Over time, NGOs became conduits for ‘aid’ from the First World to the Third World, harnessing both state and non-state charitable contributions. This suited well the western governments who were cutting down their aid contributions and shifting the purpose of aid from the more expensive hard infrastructure development (power, transportation, municipal services, industry etc.) to the much cheaper and thoroughly open-ended human resources development. The tsunami experience provided a rather not too inspiring illustration of the role of the NGOs as aid conduits, relief providers, and reconstruction specialists. In my view, NGOs play an indispensable and successful role in bringing relief and temporary rehabilitation, but they have no business in long term reconstruction.

More importantly, the tsunami episode exposed Sri Lanka’s institutional inability to organize its own house and properly manage the flow of aid and assistance from outside. It exposed the collapse of the state institutions and the extent to which NGOs had supplanted the functions of the state in many areas. If NGOs had emerged as a response to the overpowering state in the West, in Sri Lanka they have tended to replace the state in areas where the latter has been underperforming or has abdicated its responsibilities. The pathetic inability of the state is evidenced by the bureaucratic manner in which it is dealing with the NGO sector – licensing, monitoring, and subjecting it to vexatious inquiries.

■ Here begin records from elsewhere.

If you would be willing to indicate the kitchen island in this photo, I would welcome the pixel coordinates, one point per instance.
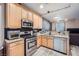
(57, 42)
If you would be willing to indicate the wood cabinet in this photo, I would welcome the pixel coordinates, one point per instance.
(60, 44)
(15, 48)
(30, 16)
(39, 41)
(40, 22)
(13, 16)
(44, 41)
(24, 13)
(50, 42)
(37, 21)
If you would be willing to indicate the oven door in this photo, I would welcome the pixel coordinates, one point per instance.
(31, 45)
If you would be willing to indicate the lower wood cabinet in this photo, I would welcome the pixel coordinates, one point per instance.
(15, 48)
(50, 42)
(60, 44)
(38, 41)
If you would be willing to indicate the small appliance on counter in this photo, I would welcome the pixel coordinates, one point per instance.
(11, 34)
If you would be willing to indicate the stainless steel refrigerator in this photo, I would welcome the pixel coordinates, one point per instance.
(1, 25)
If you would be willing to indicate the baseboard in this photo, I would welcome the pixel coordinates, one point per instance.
(53, 49)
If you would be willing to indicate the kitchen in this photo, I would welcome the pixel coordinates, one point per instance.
(31, 29)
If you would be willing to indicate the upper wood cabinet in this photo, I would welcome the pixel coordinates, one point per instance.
(37, 21)
(24, 13)
(40, 22)
(13, 16)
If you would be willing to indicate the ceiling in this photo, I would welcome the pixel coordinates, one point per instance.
(69, 13)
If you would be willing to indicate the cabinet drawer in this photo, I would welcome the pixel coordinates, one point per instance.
(15, 43)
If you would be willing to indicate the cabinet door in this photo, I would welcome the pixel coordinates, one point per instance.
(44, 41)
(18, 17)
(50, 42)
(40, 22)
(24, 14)
(59, 44)
(17, 50)
(30, 16)
(13, 16)
(35, 21)
(38, 41)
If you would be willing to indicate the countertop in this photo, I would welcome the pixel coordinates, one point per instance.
(53, 35)
(15, 40)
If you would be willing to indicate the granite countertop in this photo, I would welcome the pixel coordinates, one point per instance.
(15, 40)
(53, 35)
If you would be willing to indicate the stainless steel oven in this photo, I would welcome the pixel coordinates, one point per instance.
(26, 23)
(31, 46)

Lesser evil, deadlier villain

One aspect of the NGO phenomenon that does not appear to have been noticed is the extent to which NGOs have been ‘creaming’ qualified people and experts who in earlier times and in normal times would have found socially productive and personally satisfying careers in public and academic institutions. So much so governments are getting away after appointing accountants from the private sector to govern the Central Bank and some University Departments are looking for NGO credentials in selecting their Professors.

In regard to the peace process, it is useful to remember that the first involvement of outside (NGO) consultants to assist the government was started by President Jayewardene during the All Party Conference of 1984. Pieter Keuneman lost no time in criticizing this outsourcing to perform political work that should properly be left to the domain of parliament and political parties and organizations. He may not have seen that it was only the beginning of a process that would later become a sizable consulting industry masquerading as civil society involvement. And twenty years later, we have Sumanasiri Liyanage commenting on the proliferation of peace professionals.

But as I said at the outset, we have to differentiate between peace professionals and war professionals, between rent-seeking operations in the peace process, on the one hand, and rent-seeking operations and crass profiteering in the war industry, on the other. We have to separate the lesser evil from the deadlier villain.

The ceasefire of 2002 that set the stage for the proliferation of peace professionals was only a necessary condition for peace, and not its sufficient condition. The failure to build on that ceasefire towards achieving permanent peace is the result of political blunders in the South and predictable intransigence in the North. It is not the failure of the peace professionals. The virtual collapse of the ceasefire now is the result of political capitulation to the war professionals, which is also their victory.